MomsMarch2017One day a year, I let my husband wear a skirt, kiss other women and get ridiculously drunk. I do this because I love how much he loves living here in my hometown. I do this because I love him. And maybe I do this because I’m a little crazy.

I decided I was moving home, back to New Orleans, in the spring of 2006. I told my boyfriend of four years that I was going, and he replied, “Guess I’m going with you.”

He jumped right in to living life as a New Orleanian. He purchased Saints season tickets. He adjusted to spicy, buttery food. He proposed after a dinner at Commander’s Palace, and he taught his family about second lines for our wedding reception. He made local friends and developed his own local holiday traditions.

When he asked what I thought about him marching in the Irish Channel St. Patrick’s Day parade, I wasn’t sure. On one hand, I knew he would have a blast. On the other, I remembered a few nights in college where he overindulged and I ended up having to undress him, force feed him a greasy meal and put him to bed. The way I remember it, I encouraged him to march and we haven’t looked back. He might remember a slight bit of protest on my part.

Year one, we found him a set of tuxedo tails at the Salvation Army store. Year two, I got him a kilt for Christmas and his dad came down from Tennessee to march with him. Year three, I dragged my one-month-old twins and my three-year-old to St. Charles Avenue so they could watch their dad march. (See? Crazy.) Year four, my father-in-law got drunk and separated from everyone, and we located him by pure luck. Year five, we had a double-booked day so I sent my husband on his way with his friends and trusted that he would behave himself … and he did.

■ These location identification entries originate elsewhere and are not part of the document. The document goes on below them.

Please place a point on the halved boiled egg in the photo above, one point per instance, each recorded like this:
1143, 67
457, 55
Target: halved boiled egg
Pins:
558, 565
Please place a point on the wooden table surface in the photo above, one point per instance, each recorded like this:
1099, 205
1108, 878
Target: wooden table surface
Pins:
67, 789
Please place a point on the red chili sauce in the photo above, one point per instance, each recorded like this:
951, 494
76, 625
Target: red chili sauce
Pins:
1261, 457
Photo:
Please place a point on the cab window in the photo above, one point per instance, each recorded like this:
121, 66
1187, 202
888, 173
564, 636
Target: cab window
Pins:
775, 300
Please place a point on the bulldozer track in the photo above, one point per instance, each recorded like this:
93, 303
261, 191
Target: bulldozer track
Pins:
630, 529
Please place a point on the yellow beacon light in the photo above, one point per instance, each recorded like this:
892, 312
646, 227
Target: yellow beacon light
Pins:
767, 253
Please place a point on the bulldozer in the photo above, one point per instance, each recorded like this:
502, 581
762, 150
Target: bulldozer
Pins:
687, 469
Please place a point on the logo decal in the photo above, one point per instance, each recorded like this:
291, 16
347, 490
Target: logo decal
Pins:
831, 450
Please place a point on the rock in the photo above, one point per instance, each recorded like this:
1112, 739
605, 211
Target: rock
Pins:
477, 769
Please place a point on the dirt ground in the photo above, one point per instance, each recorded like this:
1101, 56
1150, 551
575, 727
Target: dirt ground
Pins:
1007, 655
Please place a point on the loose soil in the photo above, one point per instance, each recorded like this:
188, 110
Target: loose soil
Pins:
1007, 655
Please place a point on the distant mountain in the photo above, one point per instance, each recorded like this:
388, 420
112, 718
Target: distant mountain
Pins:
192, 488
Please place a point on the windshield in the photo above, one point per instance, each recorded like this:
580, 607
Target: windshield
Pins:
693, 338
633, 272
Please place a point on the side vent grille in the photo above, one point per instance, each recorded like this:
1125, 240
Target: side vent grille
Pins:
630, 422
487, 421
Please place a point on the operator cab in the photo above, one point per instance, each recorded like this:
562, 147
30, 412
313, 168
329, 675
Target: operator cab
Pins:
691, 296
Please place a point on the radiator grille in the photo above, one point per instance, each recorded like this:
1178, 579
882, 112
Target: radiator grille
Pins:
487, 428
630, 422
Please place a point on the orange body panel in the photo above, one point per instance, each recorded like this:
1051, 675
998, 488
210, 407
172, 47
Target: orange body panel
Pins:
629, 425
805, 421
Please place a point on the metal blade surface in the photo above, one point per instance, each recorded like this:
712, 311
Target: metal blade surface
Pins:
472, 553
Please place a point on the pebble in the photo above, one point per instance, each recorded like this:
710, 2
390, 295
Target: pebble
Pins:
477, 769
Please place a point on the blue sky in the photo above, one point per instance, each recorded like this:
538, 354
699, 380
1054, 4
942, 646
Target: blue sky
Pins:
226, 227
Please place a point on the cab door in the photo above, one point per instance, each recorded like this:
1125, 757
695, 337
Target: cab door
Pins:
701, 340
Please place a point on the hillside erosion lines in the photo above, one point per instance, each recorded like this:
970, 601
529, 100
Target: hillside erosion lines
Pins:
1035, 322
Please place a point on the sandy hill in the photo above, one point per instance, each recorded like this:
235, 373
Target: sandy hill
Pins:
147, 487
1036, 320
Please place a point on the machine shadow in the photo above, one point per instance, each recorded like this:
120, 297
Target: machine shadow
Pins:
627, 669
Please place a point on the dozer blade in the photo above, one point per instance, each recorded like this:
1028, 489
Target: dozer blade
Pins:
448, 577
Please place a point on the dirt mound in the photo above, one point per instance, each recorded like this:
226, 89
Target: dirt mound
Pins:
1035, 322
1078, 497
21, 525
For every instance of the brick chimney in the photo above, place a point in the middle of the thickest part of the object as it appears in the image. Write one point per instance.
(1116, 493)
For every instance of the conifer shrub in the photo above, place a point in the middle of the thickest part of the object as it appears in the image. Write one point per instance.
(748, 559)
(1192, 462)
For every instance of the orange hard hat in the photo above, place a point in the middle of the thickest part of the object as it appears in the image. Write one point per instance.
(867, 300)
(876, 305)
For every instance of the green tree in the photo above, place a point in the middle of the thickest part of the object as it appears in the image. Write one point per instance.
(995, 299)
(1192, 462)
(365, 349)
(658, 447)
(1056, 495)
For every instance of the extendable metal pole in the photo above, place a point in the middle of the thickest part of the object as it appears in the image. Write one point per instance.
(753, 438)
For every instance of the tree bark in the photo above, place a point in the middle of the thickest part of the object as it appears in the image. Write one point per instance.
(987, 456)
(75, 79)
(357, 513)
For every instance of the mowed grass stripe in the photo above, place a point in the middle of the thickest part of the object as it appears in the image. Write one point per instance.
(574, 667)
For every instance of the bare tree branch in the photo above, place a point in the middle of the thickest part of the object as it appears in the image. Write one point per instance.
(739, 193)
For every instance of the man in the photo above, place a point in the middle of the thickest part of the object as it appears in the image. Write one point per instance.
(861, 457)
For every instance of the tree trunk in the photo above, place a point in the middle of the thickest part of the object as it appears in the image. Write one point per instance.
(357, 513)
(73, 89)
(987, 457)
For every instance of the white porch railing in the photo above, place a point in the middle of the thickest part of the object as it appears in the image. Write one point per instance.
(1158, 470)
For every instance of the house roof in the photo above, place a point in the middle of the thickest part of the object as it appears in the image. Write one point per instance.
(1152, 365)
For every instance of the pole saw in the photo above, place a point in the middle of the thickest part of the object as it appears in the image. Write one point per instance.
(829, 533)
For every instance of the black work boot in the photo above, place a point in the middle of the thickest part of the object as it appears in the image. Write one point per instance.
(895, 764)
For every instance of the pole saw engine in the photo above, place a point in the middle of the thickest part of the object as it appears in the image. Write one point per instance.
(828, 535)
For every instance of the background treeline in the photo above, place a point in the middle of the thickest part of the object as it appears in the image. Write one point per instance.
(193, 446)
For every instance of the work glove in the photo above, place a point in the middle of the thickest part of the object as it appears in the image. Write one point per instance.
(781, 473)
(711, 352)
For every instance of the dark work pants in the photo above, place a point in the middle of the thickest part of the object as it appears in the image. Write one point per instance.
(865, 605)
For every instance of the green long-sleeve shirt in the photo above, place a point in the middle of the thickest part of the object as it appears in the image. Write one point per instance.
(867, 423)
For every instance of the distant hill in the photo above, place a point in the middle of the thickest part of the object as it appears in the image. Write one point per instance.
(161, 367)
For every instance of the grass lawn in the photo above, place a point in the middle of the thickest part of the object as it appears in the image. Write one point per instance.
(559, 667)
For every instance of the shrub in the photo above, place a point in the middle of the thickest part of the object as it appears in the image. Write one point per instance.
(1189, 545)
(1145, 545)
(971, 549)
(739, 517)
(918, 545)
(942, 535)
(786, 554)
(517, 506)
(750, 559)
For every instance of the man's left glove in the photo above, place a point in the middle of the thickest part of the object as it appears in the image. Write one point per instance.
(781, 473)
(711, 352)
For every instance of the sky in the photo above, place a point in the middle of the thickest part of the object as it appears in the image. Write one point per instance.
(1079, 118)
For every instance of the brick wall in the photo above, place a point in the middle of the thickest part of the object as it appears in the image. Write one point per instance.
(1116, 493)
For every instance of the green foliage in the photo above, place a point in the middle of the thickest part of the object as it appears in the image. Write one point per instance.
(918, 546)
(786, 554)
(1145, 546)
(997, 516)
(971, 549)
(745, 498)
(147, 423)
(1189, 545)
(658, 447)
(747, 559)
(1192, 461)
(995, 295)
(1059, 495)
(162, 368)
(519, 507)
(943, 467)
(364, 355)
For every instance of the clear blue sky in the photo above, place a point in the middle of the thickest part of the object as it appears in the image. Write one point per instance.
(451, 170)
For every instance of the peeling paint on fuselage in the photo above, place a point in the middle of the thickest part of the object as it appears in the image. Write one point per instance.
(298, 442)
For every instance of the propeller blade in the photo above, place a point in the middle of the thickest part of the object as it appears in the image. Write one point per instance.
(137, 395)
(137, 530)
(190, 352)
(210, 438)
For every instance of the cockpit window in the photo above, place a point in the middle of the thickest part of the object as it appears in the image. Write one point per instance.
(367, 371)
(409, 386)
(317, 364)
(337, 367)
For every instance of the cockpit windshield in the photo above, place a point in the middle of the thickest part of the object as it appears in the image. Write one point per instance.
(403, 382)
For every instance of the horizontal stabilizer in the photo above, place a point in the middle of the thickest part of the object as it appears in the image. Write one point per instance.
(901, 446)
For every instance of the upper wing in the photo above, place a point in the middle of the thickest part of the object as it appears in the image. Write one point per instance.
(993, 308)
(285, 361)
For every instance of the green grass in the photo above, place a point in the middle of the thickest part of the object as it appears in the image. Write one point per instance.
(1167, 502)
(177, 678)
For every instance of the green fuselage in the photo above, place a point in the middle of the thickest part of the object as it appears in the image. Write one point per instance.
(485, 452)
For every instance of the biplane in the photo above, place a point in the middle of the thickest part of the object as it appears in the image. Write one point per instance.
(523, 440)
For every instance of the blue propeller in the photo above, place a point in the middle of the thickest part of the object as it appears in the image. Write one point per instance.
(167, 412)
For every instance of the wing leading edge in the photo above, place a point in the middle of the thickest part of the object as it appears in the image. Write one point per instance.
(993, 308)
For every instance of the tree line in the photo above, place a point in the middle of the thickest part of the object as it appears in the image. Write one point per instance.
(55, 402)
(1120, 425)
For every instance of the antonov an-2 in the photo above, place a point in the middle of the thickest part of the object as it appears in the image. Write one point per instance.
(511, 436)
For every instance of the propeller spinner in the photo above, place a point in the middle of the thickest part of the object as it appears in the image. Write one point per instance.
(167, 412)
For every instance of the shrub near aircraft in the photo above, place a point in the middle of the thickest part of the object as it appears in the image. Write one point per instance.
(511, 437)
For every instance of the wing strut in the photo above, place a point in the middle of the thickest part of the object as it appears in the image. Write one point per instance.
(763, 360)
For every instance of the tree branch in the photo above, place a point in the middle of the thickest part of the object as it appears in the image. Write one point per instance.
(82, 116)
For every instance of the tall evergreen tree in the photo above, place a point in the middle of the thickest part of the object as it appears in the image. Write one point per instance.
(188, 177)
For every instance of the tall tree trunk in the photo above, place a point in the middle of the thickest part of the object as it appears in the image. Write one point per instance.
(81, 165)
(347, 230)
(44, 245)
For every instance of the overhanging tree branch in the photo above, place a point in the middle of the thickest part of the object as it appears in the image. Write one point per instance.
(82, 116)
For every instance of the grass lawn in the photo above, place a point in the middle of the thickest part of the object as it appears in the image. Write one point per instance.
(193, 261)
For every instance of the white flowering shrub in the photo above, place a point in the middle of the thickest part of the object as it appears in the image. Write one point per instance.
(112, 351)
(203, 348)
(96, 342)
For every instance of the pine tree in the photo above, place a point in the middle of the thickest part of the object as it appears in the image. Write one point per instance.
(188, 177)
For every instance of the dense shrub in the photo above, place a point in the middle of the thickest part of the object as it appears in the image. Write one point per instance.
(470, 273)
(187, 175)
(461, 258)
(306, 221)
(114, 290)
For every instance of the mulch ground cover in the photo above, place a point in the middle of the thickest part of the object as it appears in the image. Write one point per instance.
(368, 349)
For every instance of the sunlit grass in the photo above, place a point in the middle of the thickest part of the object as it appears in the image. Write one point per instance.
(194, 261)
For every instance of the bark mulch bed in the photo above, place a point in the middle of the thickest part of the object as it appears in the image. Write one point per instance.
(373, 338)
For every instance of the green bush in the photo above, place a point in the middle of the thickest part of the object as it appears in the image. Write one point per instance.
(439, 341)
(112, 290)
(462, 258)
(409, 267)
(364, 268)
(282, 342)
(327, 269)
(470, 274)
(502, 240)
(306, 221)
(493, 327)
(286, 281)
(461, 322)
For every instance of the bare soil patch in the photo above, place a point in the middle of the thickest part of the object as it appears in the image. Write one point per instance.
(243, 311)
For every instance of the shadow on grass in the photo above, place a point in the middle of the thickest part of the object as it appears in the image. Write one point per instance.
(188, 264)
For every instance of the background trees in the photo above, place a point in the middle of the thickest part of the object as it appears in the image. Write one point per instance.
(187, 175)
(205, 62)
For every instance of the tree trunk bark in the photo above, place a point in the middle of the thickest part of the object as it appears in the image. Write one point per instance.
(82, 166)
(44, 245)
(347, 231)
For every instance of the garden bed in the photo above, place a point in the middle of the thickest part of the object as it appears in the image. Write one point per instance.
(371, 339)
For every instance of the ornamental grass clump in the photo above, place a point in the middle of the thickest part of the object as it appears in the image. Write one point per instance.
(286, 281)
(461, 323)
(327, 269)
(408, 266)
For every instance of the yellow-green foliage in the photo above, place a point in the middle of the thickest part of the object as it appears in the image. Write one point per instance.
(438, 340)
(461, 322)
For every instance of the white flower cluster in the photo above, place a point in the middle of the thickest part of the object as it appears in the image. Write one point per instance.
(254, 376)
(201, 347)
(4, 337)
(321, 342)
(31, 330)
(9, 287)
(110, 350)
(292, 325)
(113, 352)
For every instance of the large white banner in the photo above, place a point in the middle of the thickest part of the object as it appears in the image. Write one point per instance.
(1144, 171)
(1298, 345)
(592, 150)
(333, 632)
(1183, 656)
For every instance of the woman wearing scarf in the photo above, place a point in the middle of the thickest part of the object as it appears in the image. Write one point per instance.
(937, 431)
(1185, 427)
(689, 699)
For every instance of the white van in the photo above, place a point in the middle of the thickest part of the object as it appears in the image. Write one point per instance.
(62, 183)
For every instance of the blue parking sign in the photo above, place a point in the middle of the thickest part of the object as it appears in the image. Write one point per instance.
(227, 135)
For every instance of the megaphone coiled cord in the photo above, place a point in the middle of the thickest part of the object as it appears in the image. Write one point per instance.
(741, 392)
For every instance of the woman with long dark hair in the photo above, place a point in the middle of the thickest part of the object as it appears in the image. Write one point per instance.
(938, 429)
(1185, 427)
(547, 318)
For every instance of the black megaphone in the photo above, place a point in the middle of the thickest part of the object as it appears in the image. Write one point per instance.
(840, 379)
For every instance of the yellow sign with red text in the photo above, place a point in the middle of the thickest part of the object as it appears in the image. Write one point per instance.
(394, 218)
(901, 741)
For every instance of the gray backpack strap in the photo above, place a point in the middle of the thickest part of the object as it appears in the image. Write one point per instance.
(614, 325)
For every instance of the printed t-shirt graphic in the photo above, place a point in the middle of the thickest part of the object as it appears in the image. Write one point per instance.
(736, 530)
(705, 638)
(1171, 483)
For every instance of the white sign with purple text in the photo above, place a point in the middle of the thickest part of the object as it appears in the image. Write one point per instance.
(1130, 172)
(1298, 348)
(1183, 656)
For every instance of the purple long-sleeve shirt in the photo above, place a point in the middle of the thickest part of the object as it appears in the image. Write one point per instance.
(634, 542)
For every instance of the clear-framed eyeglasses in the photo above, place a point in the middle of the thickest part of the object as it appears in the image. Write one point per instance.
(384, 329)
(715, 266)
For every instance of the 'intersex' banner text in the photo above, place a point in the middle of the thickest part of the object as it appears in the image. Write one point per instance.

We load up a backpack full of cheap beer, a flask of whiskey, a cigar, shamrock stickers and garters. He shares a flower cane with a friend (consider it a buddy system backup for drunk adults), charges up his phone and we agree on a rendezvous point. We try to see him somewhere along the middle of the route, before the beer takes over and the kids don’t ask too many questions. We collect him and a few of his friends, roll into the nearest burger joint, get them all fed and head home.

I’ve watched a lady reach up his kilt and a drunk nun put a wet sloppy kiss on his cheek. I’ve watched his ego grow as people beg for the paper flowers on his cane and he blushes when he gets to put a garter on someone. He saves the best stuff and the biggest kisses for us though. The kids think it’s the coolest thing that their dad is in a parade.

While he may not love the uninvited groping from strangers, he loves that he gets to do a special thing with a big group of his friends every year, and that it’s a low-cost way to be in a parade. He also loves that he can celebrate his Irish roots in a so-very-New-Orleans way. I mean, where else can you get drunk and come home with a week’s worth of produce that’s literally been thrown your way? Chicago may have their green river and New York may have a giant parade, but nobody does parading like New Orleans. Lucky us!